From search engine to answer engine
The shift is subtle but important. Traditional search engines are really finding engines. They find pages that might contain your answer and leave you to do the reading. AI search tools are closer to answer engines. They do the reading for you and present what they found.
The most established tool in this space is Perplexity AI. If you haven't come across it, think of it as what would happen if a search engine and a chatbot had a very well-organised child. You ask a question in natural language, it searches the web, reads multiple sources, and gives you a clear answer with numbered citations. You can see exactly which source each piece of information came from, and click through to read the original if you want to verify something or go deeper.
This matters because it addresses one of the biggest problems with using a standard chatbot for factual questions: hallucinations. As you saw in Thing 2, chatbots can confidently make things up. Perplexity and tools like it reduce this risk by grounding their answers in actual web sources. Instead of predicting plausible-sounding text, they're summarising what they've actually found. The citations aren't a guarantee of accuracy (the sources themselves might be wrong, or the AI might misinterpret them), but they give you something to check against.
Google has responded to this shift by building AI-generated summaries directly into its search results. If you've noticed a block of text appearing above the normal search results when you Google something, that's Google's AI overview, an attempt to give you an answer without making you click through to a website. Microsoft has done something similar with Copilot in Bing. These features are useful in a casual way, but they tend to be less thorough and less transparent about sources than a dedicated tool like Perplexity.

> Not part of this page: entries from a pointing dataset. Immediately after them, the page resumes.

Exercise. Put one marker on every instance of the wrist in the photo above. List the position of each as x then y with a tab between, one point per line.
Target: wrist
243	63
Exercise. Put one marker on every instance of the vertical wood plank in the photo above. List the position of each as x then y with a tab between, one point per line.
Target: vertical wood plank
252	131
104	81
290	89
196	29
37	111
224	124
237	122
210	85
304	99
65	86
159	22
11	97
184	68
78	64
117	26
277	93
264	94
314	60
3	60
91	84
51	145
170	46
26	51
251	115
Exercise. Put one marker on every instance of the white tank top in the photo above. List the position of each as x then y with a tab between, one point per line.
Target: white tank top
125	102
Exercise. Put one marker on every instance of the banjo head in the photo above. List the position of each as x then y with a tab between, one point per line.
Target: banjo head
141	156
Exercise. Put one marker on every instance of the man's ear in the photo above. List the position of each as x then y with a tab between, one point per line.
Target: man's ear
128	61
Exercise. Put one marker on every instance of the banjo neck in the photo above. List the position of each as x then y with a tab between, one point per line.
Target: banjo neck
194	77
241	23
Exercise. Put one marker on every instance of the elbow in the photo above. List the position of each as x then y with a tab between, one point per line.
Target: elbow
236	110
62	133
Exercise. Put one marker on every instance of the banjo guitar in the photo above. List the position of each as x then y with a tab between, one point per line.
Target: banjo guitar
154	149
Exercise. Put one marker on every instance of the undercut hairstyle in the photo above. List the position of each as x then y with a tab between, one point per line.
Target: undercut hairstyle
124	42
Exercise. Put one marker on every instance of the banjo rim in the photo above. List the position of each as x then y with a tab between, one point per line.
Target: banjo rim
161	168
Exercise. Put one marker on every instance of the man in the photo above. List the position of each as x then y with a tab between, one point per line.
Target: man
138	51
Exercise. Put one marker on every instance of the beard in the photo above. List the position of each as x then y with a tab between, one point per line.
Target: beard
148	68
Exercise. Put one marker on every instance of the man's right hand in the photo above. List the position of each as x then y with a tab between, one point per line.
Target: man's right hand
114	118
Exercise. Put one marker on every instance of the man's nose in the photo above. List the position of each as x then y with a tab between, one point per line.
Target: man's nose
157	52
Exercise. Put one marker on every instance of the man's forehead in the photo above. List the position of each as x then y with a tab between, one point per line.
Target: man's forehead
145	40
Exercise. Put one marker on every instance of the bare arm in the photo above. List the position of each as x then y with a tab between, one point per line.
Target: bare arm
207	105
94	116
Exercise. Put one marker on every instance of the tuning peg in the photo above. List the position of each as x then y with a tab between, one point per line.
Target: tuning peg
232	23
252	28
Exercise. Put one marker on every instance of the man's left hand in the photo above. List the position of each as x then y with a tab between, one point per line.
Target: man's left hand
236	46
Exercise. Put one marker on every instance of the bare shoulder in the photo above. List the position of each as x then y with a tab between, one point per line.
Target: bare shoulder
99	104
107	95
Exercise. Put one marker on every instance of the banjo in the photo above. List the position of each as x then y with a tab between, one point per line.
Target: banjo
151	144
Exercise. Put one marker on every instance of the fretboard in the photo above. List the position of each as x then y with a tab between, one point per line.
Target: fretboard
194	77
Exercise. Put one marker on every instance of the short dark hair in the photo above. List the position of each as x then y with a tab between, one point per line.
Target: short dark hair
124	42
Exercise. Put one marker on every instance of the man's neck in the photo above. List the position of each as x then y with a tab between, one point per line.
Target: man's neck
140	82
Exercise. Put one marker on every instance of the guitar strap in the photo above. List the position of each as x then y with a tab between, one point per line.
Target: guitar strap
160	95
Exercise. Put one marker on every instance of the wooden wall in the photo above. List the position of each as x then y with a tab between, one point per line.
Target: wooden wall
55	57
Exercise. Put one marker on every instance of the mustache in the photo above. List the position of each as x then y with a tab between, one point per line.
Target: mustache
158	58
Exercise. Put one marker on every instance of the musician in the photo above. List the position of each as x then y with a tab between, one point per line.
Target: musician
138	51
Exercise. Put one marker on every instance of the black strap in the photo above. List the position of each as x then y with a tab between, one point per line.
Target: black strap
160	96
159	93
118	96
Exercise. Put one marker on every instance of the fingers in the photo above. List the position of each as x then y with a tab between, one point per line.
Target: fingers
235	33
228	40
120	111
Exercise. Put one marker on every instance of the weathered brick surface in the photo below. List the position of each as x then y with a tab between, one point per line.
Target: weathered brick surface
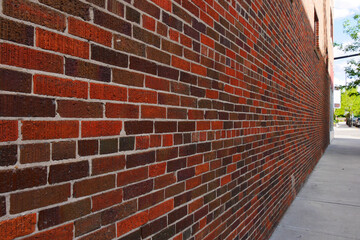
156	119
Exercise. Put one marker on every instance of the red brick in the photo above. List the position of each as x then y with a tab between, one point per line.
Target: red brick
157	169
164	180
24	201
8	130
89	31
49	129
164	4
107	199
93	185
132	176
107	92
29	58
152	112
107	164
18	227
180	63
157	83
54	86
114	110
144	96
30	11
79	109
60	233
62	44
106	233
161	209
142	142
100	128
132	222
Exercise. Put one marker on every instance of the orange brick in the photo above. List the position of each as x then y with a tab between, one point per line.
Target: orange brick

The key difference to understand: a standard chatbot gives you an answer from memory. An AI search tool gives you an answer from the web, right now, with receipts.
Deep research: when you need more than a quick answer
Beyond AI-powered search, there's a newer category worth knowing about if you do any research-heavy work: deep research tools.
These are different from both chatbots and AI search in an important way. When you give a deep research tool a question, it doesn't just search once and summarise the results. It creates a research plan, runs multiple searches, follows links from one source to another, reads full pages rather than snippets, cross-references what it finds, and then writes up a structured report. The whole process might take three to ten minutes. That feels slow compared to a chatbot's instant response, but compare it to how long the same research would take you by hand.
Several of the major providers now offer deep research features:
The outputs from these tools aren't perfect. They can still include errors, they sometimes miss important sources, and they occasionally overweight one perspective. But as a starting point for research (a first pass that would have taken you an hour or more by hand) they're very good. The skill is learning to use them as a starting point rather than a final word.
The supervisor mindset
This is a good moment to introduce a concept that runs through this whole programme: the supervisor mindset.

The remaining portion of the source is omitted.